Wed Dec 11 08:24:58 EST 2013

On Mon, Dec 09, 2013 at 08:58:10PM +0100, Elie De Brauwer wrote:
> Fixed cc to linux-mtd, please ignore my previous version.
> 
> Hello all,
> 
> I bumped into an issue on a custom board with an i.MX28 and a Micron 
> MT29F4G08 NAND flash. My system running a 3.9.0 failed to boot during 
> upgrade testing  due to UBI errors related to a bitflips in NAND:
> 
> [    3.831323] UBI warning: ubi_io_read: error -74 (ECC error) while reading 16384 bytes from PEB 443:245760, read only 16384 bytes, retry
> [    3.845026] UBI warning: ubi_io_read: error -74 (ECC error) while reading 16384 bytes from PEB 443:245760, read only 16384 bytes, retry
> [    3.858710] UBI warning: ubi_io_read: error -74 (ECC error) while reading 16384 bytes from PEB 443:245760, read only 16384 bytes, retry
> [    3.872408] UBI error: ubi_io_read: error -74 (ECC error) while reading 16384 bytes from PEB 443:245760, read 16384 bytes
> ...
> [    4.011529] UBIFS error (pid 36): ubifs_recover_leb: corrupt empty space LEB 27:237568, corruption starts at 9815
> [    4.021897] UBIFS error (pid 36): ubifs_scanned_corruption: corruption at LEB 27:247383
> [    4.030000] UBIFS error (pid 36): ubifs_scanned_corruption: first 6569 bytes from LEB 27:247383

thanks a lot for this patch. 

I met the "corrupt empty space" issue too.

> 
> Diving a bit deeper with nanddump:
> root@(none):~# nanddump -a  /dev/mtd8  > /dev/null
> ECC failed: 8
> ECC corrected: 0
> Number of bad blocks: 0
> Number of bbt blocks: 0
> Block size 262144, page size 4096, OOB size 224
> Dumping data starting at 0x00000000 and ending at 0x1ea00000...
> ECC: 1 corrected bitflip(s) at offset 0x042c2000
> ECC: 1 uncorrectable bitflip(s) at offset 0x06efe000
> root@(none):~# nanddump  -s 116129792 -c --noecc     -l 262144 /dev/mtd8 
> ...
> 0x06efe6a0: ff ff ff ff ff ff ff ff ff ff ff ff ff ff ff 7f  |................|
> 
> Which is points to a well know 'corrupt empty space' issue, which appears 
> every now and then:
>  - http://permalink.gmane.org/gmane.linux.drivers.mtd/46617
>  - http://lists.infradead.org/pipermail/linux-mtd/2012-January/039254.html
> 
> Hence I went on a quest to teach my NAND driver how to do this, gpmi-nand in 
> question.
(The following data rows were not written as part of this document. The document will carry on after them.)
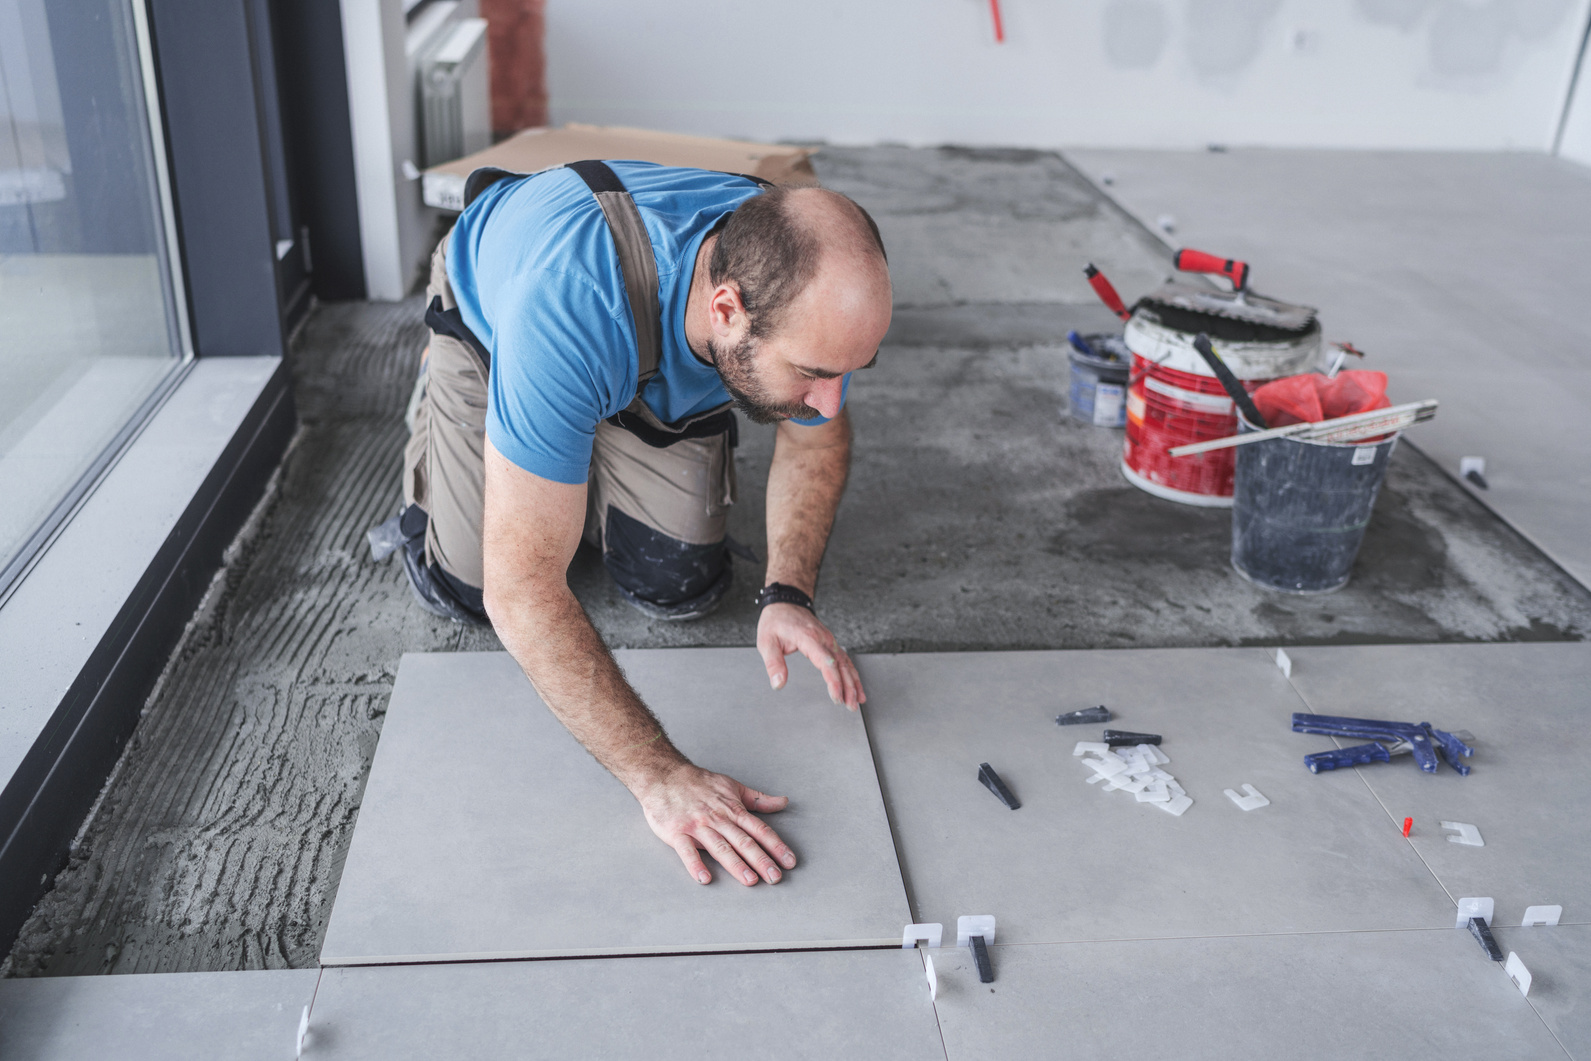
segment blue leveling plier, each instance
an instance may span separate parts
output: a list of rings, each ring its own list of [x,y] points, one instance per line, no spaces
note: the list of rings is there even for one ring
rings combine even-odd
[[[1293,732],[1324,733],[1330,737],[1369,737],[1375,742],[1304,756],[1304,765],[1309,767],[1312,774],[1335,770],[1339,766],[1391,762],[1394,755],[1405,751],[1413,753],[1414,761],[1420,764],[1421,770],[1434,774],[1436,754],[1440,751],[1448,765],[1463,775],[1469,773],[1469,765],[1463,759],[1475,754],[1475,749],[1460,740],[1457,734],[1437,729],[1429,722],[1415,725],[1412,722],[1382,722],[1373,718],[1341,718],[1337,715],[1296,712],[1293,715]],[[1464,737],[1475,739],[1467,733]]]

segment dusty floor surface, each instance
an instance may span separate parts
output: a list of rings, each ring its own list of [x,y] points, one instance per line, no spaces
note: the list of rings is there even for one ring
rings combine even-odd
[[[1224,512],[1126,484],[1120,435],[1061,409],[1070,327],[1112,322],[1166,253],[1058,158],[828,149],[873,211],[897,311],[850,408],[856,456],[819,592],[856,651],[1580,639],[1591,593],[1409,446],[1338,593],[1238,578]],[[1329,307],[1327,308],[1329,327]],[[10,975],[315,963],[398,658],[496,648],[434,620],[363,535],[395,508],[417,299],[320,309],[295,354],[303,430],[229,554]],[[1395,390],[1394,396],[1398,397]],[[771,431],[743,425],[732,533],[762,544]],[[707,620],[653,624],[582,551],[571,581],[614,646],[744,645],[761,572]]]

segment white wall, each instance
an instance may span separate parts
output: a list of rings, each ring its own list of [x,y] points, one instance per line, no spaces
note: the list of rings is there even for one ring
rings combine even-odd
[[[403,100],[402,0],[342,0],[342,24],[365,294],[396,301],[406,275],[398,217],[403,145],[394,142],[404,129],[394,120]]]
[[[842,143],[1546,150],[1588,0],[1001,8],[1004,44],[988,0],[548,0],[553,118]]]
[[[411,23],[405,11],[416,5],[407,0],[340,2],[365,292],[393,302],[421,274],[439,216],[425,205],[418,177],[408,175],[418,173],[421,154],[417,37],[429,40],[436,24],[475,17],[479,4],[446,0]]]

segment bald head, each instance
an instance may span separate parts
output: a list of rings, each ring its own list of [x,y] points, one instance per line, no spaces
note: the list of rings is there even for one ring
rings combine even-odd
[[[814,280],[847,301],[889,305],[889,265],[878,226],[855,202],[825,188],[771,188],[742,203],[719,233],[708,263],[716,286],[733,283],[750,336],[783,325]]]

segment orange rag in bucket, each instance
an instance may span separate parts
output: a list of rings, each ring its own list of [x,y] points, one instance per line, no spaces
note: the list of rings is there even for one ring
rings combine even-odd
[[[1311,372],[1272,380],[1253,397],[1268,427],[1316,424],[1392,404],[1387,399],[1387,374],[1364,369],[1339,372],[1336,379]]]

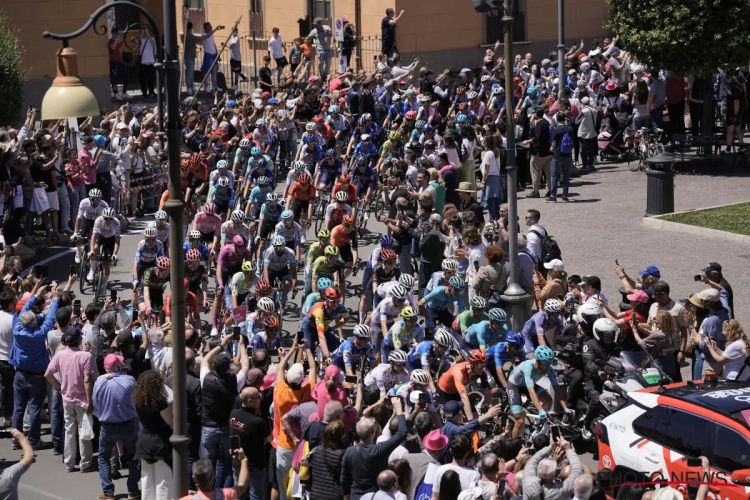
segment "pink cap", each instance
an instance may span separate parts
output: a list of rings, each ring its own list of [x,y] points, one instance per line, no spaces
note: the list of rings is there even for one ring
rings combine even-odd
[[[268,375],[263,377],[263,383],[260,386],[260,390],[265,391],[266,389],[269,389],[274,382],[276,382],[276,374],[269,373]]]
[[[442,451],[448,446],[448,436],[440,432],[440,429],[435,429],[424,437],[422,443],[430,451]]]
[[[338,382],[339,378],[341,378],[341,369],[339,369],[339,367],[336,365],[328,365],[323,378],[325,380],[333,380],[334,382]]]
[[[636,302],[646,303],[648,302],[648,294],[643,290],[636,290],[635,292],[628,295],[628,300],[634,300]]]
[[[120,368],[120,363],[122,363],[124,359],[125,358],[119,354],[107,354],[107,357],[104,358],[104,369],[108,372],[116,371]]]

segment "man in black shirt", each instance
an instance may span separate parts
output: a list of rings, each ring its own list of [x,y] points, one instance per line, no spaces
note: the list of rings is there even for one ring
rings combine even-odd
[[[193,464],[201,458],[203,398],[201,396],[201,382],[195,376],[195,353],[190,349],[185,350],[185,368],[187,369],[187,378],[185,380],[187,389],[187,433],[190,436],[190,444],[188,445],[188,481],[190,489],[195,490]],[[172,388],[172,377],[173,375],[169,375],[164,381],[164,385],[170,389]]]
[[[573,166],[573,127],[570,126],[562,111],[555,115],[558,125],[552,132],[552,187],[550,195],[545,201],[557,201],[557,184],[562,177],[562,199],[568,201],[570,187],[570,169]]]
[[[266,486],[266,443],[271,441],[268,421],[259,416],[261,395],[255,387],[245,387],[240,393],[242,408],[229,414],[229,436],[239,436],[240,447],[245,452],[248,468],[250,498],[264,498]],[[240,462],[234,460],[232,468],[239,475]]]
[[[396,48],[396,23],[401,19],[401,16],[404,15],[404,12],[406,11],[401,9],[401,13],[398,17],[395,17],[396,11],[393,9],[386,9],[385,17],[380,21],[383,54],[388,56],[389,59],[394,53],[398,54],[398,48]]]
[[[461,198],[458,211],[472,212],[474,214],[474,226],[481,232],[484,228],[484,211],[482,205],[475,199],[477,190],[472,188],[471,182],[459,182],[456,191]]]
[[[263,67],[258,70],[260,88],[267,92],[273,92],[273,79],[271,77],[271,58],[263,57]]]
[[[527,198],[539,198],[539,184],[542,172],[547,179],[547,190],[550,185],[550,163],[552,152],[550,151],[549,122],[544,118],[544,109],[536,110],[532,118],[534,124],[533,137],[526,142],[531,142],[531,183],[532,191]]]

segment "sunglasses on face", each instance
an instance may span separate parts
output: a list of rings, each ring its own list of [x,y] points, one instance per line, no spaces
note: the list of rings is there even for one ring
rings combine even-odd
[[[406,363],[391,363],[396,368],[404,368]]]

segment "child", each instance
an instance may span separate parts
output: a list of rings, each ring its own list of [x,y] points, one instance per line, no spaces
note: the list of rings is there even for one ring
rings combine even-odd
[[[297,71],[297,67],[302,62],[302,39],[294,39],[294,47],[289,50],[289,64],[291,66],[292,74]]]
[[[641,348],[653,356],[659,367],[674,379],[674,347],[675,336],[679,345],[680,333],[677,330],[677,323],[674,317],[668,311],[659,311],[656,313],[651,333],[647,337],[641,337],[643,329],[633,328],[633,337]]]

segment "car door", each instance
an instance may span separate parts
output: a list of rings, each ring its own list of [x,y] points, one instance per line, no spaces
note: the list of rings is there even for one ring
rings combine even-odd
[[[715,426],[713,454],[708,456],[712,473],[710,481],[714,483],[709,487],[710,491],[715,498],[722,500],[746,500],[750,498],[750,487],[731,486],[727,477],[736,470],[750,469],[750,441],[747,436],[725,425],[717,423]]]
The problem is that although on properly written data which gets
> streamed through the BCH block we get 16 bit ecc, if we erase block we git
> like 0 bit ecc, since erase is a command, not a stream of data travelling 
> through the BCH block. The BCH block (see i.MX28 reference manual chapters 
> 15 GPMI and 16 BCH) can tell us of protected chunks:
>  - if they are error free (if ecc data is present)
>  - the amount of bitflips they contain (if ecc data is present)
>  - if they are fully erased (all 0xFF's)
>  - if they are uncorrectable (# bitflips > ecc_strength, or 0xFF with 
> bitflips).
> In the current situation as soon as a single bitflip exists in a region 
> where the parity information is all 0xFF (looking like it's erased) the 
> block is marked as uncorrectable. Which is a pity since I can peform this 
> kind of ECC by hand.
> 
> Quote datasheet:
> "As the BCH decoder reads the data and parity blocks, it records a special condition, i.e.,
> that all of the bits of a payload data block or metadata block are one, including any associated
> parity bytes. The all-ones case for both parity and data indicates an erased block in the
> NAND device."
> 
> Fortunately we can more or less tune this parameter by using the 
> ERASE_THRESHOLD in HW_BCH_MODE register:
> "This value indicates the maximum number of zero bits on a flash page for 
> it to be considered erased. For SLC NAND devices, this value should be 

I met the "correct empty space" with a Toshiba SLC nand.
The spec tells us it should be 0 for the SLC nand.	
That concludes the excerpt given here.